Kill 01

By Elias Savada.

Children dealing with their fears – although not those anxieties normally associated with horror genre tropes like The Dark, Loud Noises, and such – play a central role in I Kill Giants, which melds one Eastern Long Island, New York, family’s enigmatic trauma with monstrous, noxious beasts that inhabit the mind of a young girl on the edge of a terrible sadness. It’s a sentimental tale, a fitting debut feature for Danish-born director Anders Walter, a 2014 Oscar-winner for his fantasy-tinged live action short Helium, about a brief relationship between a terminally ill boy and a clumsy, storytelling hospital orderly. (Click here if you want to watch his earlier [2012] award-winning short 9 Meter).

The story aspects of Walter’s film slightly belie the comic book indulgences of the director’s youth and later years, all the more interesting since he did not known that his first long-form work was based on an acclaimed graphic novel when he first read the script. The underlying American 7-issue series (collected into a 300-page book in 2009) was created by Joe Kelly and artist Ken Niimura. Kelly, notable for his pencil and writing on Deadpool, Daredevil, X-Men, and Spider-Man (and that’s just on the Marvel Comics side of his well-illustrated life), also penned the film’s screenplay (his first feature, too), and he provided a protective, nurturing vision for the source material, as told through the eyes of a troubled 12-year-old geek.

What Walter does embrace, at least in the three films of his I’ve watched, is hope through fear – of dying, be it one’s own mortality or that of a loved one.

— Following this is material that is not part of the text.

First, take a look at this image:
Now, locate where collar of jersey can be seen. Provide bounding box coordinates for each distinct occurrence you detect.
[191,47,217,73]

It’s a universal human foible that when someone close dies, it’s the living who suffer, through mourning, a feeling tinged with loneliness. With I Kill Giants, pre-teen Barbara Thorson (Madison Wolfe) has life-threatening issues with her unhappy life, although it takes most of the film to discover what they are. At school she has no friends, as her earthy, outlandish appearance and furry bunny ears scream “I’m the resident weirdo” to her classmates and teachers. She is choice picking for Taylor (Rory Jackson), the school bully, and her mean girls’ clique. Yet Barbara takes the abuse in stride, as her agenda, which no one else comprehends – and only she (and us in the audience) can see. That involves finding and killing giants that are threatening to obliterate her small seaside community. She’s created her own artifacts, including runes protecting her school, a well-worn felt purse named Covelesky (referring to a 1908 rookie Philadelphia Phillies ballplayer, whose nickname interests her), a giant-slaying war hammer, and a wizard’s brew of colorful, homemade, specialty bait goops. These all take on various importance as Barbara’s efforts at dealing with the variety of imaginary monsters and schoolyard fiends are forcefully revealed to any of her small group of acquaintances. As the beasts grow fiercer, the reasons for Barbara’s behavior are revealed.

Kill 02The one adult who takes an interest in her is the guidance counselor, Mrs. Mollé (Zoe Saldana), whose push for more information from the girl often leads to a disarming and occasionally physical retort. Sophia (Sydney Wade) a shy, pig-tailed transfer student from Leeds, England, likes Barbara’s outlandish spunk, and a reluctant friendship evolves as the magical fantasies bring each of them into more dangerous situations.

At the Thorson household, which appears devoid of any parental guidance, are an annoying brother who endlessly plays videogames and an older sister, Karen (a wonderfully expressive Imogen Poots), constantly flustered by calls from the school about Barbara’s shenanigans and hoping that, one day, her siblings might enjoy her cooking.

Shot mostly on location in Belgium and Ireland, this multi-country effort (including U.S., Belgian, Chinese, and British financing) puts on a well-designed American face, particularly among its adolescent cast. The visual effects, set against an unsophisticated yet gnarly and damp forest/coastal landscape, are fine and could be frightened for a younger child. In tone, the film feels like a cousin to fantasy-theme A Monster Calls and Where the Wild Things Are. Walter’s longtime collaborators Rasmus Heise (director of photography) and Lars Wissing (editor), joined by production designer Susie Cullen, are up to task of supporting the comic book’s styling and director’s narrative vision.

There’s a nice, intelligent air about this film, which offers up a well-crafted coping mechanism for dealing with childhood depression. For all the issues I had with big-budget woes of the young adult adventure A Wrinkle in Time, families should consider giving I Kill Giants a ride.

Elias Savada is a movie copyright researcher, critic, craft beer geek, and avid genealogist based in Bethesda, Maryland. He helps program the Spooky Movie International Movie Film Festival, and previously reviewed for Film Threat and Nitrate Online. He is an executive producer of the horror film German Angst and the new documentary Nuts! He co-authored, with David J. Skal, Dark Carnival: the Secret World of Tod Browning (the revised edition will be published in 2018 by Centipede Press).